第70話 遠雷 4
「閣下っ、中将っ おやめくださいっ!」
騒ぎを聞きつけた若い士官たちが止めに入る。
それでも二人は互いの腕をがっちり掴み離そうとしない。
辺りは騒然として、気がつけば二人は数人の士官たちに取り囲まれていた。
それでも士官たちはやっとの思いで二人を引き離さねばならないほど、熾烈な喧嘩を繰り広げていたのだった。

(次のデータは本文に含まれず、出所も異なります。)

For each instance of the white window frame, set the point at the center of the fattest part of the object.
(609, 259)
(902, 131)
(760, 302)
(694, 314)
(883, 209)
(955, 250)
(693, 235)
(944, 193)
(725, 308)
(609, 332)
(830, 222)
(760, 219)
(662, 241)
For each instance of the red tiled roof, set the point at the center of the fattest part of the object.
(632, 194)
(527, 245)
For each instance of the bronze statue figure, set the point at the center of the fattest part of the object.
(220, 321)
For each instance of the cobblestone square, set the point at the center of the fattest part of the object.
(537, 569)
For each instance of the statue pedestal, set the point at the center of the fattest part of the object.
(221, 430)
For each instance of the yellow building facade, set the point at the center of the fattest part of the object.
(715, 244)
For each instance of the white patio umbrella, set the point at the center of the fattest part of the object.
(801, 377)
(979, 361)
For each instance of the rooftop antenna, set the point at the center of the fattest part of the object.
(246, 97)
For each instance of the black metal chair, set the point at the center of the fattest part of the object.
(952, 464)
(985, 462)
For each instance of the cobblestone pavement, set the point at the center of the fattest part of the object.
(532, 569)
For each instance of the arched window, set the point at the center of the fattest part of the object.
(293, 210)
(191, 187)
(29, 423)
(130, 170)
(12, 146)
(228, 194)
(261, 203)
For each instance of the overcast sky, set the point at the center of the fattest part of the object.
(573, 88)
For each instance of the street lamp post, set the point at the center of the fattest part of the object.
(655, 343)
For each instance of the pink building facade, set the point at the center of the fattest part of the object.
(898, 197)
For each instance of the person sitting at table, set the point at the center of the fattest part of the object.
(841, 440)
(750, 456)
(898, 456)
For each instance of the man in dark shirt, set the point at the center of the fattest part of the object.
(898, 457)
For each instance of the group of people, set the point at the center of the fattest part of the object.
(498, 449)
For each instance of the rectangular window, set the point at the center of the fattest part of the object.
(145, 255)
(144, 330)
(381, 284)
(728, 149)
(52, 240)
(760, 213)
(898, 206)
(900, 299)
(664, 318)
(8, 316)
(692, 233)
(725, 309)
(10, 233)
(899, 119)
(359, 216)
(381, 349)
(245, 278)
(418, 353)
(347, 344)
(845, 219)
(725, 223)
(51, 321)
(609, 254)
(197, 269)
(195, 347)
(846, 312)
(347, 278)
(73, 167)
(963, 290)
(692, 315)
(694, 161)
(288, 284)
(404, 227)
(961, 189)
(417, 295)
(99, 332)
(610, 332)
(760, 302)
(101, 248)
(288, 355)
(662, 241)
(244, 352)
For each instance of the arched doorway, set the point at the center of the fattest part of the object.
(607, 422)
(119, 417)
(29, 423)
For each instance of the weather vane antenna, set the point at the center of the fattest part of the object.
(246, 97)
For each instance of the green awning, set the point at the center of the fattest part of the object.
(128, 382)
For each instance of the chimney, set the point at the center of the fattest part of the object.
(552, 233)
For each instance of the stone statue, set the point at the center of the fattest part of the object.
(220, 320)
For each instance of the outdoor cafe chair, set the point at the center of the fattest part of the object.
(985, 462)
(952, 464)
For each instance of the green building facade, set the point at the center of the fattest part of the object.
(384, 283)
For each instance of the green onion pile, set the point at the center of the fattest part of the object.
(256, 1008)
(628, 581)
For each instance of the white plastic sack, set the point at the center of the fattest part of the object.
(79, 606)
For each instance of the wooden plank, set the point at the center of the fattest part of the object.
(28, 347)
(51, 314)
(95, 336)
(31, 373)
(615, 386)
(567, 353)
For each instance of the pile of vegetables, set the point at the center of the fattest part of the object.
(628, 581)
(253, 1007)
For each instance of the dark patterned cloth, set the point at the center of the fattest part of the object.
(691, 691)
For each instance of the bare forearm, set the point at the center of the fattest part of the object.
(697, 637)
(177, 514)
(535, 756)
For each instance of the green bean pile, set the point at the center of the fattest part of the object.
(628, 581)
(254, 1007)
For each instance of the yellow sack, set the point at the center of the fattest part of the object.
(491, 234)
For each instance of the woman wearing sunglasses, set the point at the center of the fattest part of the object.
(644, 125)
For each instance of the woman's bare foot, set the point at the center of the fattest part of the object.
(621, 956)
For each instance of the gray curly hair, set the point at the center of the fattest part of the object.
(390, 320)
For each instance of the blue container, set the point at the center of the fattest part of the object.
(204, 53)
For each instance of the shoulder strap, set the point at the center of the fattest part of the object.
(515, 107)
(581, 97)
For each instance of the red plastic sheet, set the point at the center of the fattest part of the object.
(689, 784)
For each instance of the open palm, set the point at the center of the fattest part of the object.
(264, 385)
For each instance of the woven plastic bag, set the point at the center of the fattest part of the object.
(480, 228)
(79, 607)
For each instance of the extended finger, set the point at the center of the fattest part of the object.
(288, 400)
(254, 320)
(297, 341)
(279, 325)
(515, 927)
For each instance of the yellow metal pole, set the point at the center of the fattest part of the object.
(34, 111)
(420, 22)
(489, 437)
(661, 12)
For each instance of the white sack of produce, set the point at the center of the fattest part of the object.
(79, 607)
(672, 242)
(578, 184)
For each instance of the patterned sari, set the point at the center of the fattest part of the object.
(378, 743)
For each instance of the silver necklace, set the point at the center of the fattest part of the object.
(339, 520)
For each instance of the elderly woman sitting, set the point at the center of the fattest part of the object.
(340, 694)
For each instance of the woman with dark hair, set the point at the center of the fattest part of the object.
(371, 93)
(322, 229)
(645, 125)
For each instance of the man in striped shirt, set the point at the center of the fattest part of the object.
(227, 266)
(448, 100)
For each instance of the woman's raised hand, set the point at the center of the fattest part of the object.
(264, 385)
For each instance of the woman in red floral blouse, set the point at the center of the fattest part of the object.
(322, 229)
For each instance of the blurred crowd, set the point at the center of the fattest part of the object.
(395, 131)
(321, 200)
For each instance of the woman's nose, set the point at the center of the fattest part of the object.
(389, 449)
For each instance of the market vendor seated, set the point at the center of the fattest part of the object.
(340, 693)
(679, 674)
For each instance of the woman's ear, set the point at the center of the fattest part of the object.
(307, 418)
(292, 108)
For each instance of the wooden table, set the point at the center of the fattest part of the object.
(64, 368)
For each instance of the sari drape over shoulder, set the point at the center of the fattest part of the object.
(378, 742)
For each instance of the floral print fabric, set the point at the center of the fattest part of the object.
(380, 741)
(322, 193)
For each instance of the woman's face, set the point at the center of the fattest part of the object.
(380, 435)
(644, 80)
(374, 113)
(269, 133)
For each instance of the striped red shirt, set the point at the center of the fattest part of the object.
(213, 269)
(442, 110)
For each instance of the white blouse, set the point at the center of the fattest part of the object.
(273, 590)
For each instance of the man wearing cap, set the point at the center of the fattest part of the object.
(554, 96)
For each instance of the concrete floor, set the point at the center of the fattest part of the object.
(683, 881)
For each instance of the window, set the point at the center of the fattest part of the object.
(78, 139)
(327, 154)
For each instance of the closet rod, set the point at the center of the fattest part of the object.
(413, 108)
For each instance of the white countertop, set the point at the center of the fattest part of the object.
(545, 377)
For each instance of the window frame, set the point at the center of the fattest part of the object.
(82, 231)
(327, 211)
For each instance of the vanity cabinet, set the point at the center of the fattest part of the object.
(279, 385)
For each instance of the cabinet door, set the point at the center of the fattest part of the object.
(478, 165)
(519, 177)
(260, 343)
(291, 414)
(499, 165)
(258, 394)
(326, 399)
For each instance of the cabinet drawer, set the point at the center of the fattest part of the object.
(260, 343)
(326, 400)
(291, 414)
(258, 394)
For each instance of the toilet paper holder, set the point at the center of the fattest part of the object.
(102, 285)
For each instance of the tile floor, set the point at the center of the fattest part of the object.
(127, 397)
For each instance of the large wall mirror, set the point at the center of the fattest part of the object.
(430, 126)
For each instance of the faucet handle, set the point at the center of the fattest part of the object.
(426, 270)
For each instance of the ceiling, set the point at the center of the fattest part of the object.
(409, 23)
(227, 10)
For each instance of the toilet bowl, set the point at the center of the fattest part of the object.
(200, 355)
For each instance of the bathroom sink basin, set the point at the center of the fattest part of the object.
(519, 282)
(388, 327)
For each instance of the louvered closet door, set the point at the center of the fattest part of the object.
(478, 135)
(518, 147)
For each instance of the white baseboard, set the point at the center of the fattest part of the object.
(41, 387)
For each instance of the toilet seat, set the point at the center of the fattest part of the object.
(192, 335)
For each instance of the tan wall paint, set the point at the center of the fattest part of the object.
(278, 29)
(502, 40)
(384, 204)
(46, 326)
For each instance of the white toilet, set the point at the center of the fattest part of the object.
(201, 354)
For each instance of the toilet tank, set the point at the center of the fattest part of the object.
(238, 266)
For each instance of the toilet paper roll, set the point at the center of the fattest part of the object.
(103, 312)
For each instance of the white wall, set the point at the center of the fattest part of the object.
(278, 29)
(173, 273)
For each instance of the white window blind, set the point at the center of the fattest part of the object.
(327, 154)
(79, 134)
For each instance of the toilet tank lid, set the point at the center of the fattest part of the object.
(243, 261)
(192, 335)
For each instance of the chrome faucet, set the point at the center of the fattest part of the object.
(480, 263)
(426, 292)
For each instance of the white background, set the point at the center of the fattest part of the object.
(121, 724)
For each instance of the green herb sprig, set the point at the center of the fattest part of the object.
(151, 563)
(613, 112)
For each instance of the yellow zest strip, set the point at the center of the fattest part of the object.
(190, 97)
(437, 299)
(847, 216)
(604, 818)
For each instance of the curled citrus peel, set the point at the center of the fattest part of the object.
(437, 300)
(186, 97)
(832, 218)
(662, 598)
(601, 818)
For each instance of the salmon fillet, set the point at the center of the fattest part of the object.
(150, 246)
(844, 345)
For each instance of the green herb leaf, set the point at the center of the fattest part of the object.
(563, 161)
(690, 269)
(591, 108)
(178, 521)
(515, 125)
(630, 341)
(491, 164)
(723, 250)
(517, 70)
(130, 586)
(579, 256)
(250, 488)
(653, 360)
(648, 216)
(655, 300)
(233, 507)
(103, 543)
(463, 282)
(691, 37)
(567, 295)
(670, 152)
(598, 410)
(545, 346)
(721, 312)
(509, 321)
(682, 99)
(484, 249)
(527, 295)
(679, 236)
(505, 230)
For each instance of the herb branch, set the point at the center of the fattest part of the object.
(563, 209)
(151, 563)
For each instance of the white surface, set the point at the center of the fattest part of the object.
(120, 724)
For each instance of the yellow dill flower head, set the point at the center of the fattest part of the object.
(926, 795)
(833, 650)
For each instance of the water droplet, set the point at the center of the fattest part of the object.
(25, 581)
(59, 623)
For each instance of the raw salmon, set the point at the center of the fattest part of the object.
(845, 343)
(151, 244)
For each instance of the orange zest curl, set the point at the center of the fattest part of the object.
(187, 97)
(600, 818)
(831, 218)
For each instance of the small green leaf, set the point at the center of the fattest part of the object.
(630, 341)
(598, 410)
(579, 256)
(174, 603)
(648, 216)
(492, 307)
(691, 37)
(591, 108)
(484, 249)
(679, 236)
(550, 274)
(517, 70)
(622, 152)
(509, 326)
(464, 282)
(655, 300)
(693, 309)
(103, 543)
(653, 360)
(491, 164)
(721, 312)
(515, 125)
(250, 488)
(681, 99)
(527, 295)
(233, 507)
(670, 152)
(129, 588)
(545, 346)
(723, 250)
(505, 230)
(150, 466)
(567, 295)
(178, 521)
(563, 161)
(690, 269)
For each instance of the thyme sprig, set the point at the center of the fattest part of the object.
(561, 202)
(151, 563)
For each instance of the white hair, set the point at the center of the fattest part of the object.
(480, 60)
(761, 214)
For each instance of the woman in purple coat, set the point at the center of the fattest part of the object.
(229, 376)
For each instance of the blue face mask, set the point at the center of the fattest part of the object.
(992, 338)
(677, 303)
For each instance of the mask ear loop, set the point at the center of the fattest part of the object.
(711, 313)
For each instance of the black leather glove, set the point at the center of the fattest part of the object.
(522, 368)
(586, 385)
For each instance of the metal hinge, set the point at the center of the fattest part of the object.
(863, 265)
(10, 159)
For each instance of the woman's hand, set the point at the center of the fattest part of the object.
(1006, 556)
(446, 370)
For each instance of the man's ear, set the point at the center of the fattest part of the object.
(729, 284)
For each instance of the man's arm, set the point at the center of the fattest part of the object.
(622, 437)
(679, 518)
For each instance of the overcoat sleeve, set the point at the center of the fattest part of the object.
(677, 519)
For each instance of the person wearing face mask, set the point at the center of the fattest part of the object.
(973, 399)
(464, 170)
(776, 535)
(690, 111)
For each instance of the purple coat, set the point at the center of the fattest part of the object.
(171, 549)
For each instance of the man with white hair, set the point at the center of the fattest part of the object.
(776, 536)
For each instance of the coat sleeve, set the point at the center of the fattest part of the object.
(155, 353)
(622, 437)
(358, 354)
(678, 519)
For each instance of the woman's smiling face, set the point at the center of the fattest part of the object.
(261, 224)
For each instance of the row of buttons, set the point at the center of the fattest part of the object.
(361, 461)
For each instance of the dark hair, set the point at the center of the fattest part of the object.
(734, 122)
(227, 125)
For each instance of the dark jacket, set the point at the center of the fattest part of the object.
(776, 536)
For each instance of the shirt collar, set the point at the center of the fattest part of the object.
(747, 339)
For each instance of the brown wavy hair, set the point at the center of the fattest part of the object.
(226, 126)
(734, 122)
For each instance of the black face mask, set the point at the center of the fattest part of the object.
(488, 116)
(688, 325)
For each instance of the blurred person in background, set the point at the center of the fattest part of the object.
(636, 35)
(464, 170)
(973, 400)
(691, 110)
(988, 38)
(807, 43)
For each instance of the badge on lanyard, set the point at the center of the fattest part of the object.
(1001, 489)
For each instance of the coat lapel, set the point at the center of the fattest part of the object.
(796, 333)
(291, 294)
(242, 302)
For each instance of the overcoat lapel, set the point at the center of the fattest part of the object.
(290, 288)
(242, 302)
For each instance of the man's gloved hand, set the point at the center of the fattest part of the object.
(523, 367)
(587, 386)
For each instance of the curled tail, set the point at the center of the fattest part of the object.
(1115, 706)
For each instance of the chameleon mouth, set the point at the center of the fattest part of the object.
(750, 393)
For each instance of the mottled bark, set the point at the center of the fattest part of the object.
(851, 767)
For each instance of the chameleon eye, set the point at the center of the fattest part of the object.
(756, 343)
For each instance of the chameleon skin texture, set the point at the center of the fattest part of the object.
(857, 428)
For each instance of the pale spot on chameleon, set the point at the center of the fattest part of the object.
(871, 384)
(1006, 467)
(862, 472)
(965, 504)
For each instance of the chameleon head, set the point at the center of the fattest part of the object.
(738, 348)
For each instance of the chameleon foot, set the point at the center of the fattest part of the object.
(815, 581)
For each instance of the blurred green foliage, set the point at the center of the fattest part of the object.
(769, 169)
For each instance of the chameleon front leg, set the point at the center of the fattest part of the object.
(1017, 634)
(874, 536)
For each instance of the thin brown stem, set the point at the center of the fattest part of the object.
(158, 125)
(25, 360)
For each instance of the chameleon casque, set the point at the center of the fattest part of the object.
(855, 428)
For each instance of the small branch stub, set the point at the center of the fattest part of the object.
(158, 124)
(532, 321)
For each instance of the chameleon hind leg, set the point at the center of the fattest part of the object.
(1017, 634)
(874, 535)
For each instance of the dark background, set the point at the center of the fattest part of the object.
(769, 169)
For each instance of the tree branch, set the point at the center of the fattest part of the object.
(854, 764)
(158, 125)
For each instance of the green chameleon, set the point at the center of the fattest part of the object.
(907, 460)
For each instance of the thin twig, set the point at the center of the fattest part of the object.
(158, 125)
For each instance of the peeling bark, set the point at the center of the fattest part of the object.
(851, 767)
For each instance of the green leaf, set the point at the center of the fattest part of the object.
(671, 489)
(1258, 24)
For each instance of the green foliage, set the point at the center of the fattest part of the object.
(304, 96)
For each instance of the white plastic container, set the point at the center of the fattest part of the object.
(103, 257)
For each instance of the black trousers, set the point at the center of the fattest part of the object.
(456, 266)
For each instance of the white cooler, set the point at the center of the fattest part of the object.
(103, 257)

ゼエゼエと全身を振るわせながら荒い呼吸をしたまま、それでも二人は睨みあっている。
「お二人とも何があったのです?」
エルンストより十歳は年上で、中肉中背、口ひげを生やしたオイゲン中佐が仲裁に入る。
「邪魔をするな。これは俺とファーレンハイトの問題だっ」
「だからと言って、止めないわけにも参りません」
両腕を士官たちに押さえられながらも、まだエルンストはファーレンハイトに掴みかかろうともがく。
オイゲン中佐はいささか呆れた顔をした。
「ですが閣下。兵士同士のいさかいは軍律によって禁止されております。お二人とも営倉に入っていただきます。それでよろしいですか」
「くそっ」
エルンストは全身から力を抜いた。それど同時にファーレンハイトも「離せっ」と自分を拘束していた士官たちを一喝した。
「何があったか存じませんが、ほどほどにして頂きたいものですな」
苦い表情のオイゲンに対して、
「世話の焼ける上官で悪かったな」
エルンストが憎まれ口をたたくと、床へ、へたり込んだ。
それには答えず、敬礼をするとオイゲン以下士官たちは執務室を出ていった。
「本当に世話の焼ける上官だ」
ファーレンハイトが睨むと、エルンストは無言で天を仰いだ。
フィーアの過去をエルンストは気にしているつもりはなかった。けれど、フィーアは気にしていたのだ。
俺の行動は自己満足に過ぎなかったのか?
あいつは奴隷の身分を気にして、悩み苦しんでいたのか。
だから冥府へ行きたいなどと言ったのか。
身分差。
上の立場の人間には気にならなくとも、下の立場だったら当然感じ方は違う。
俺はそれに気づかなかった。
まして、フィーアはべーゼンドルフ家の将来を案じ、俺の前から姿を消そうとしていた。
どうして俺は、もっとあいつを気遣ってやらなかったのだ。
エルンストは床に拳を叩きつけた。
それを見ていたファーレンハイトは、
「大切な女を泣かせるな」
そう言い残して、執務室を出て行った。
残されたエルンストは手の甲で口元についた血を拭うと、窓を見る。
今からでも遅くはないだろうか。
見つめる闇の先は何も見えなかった。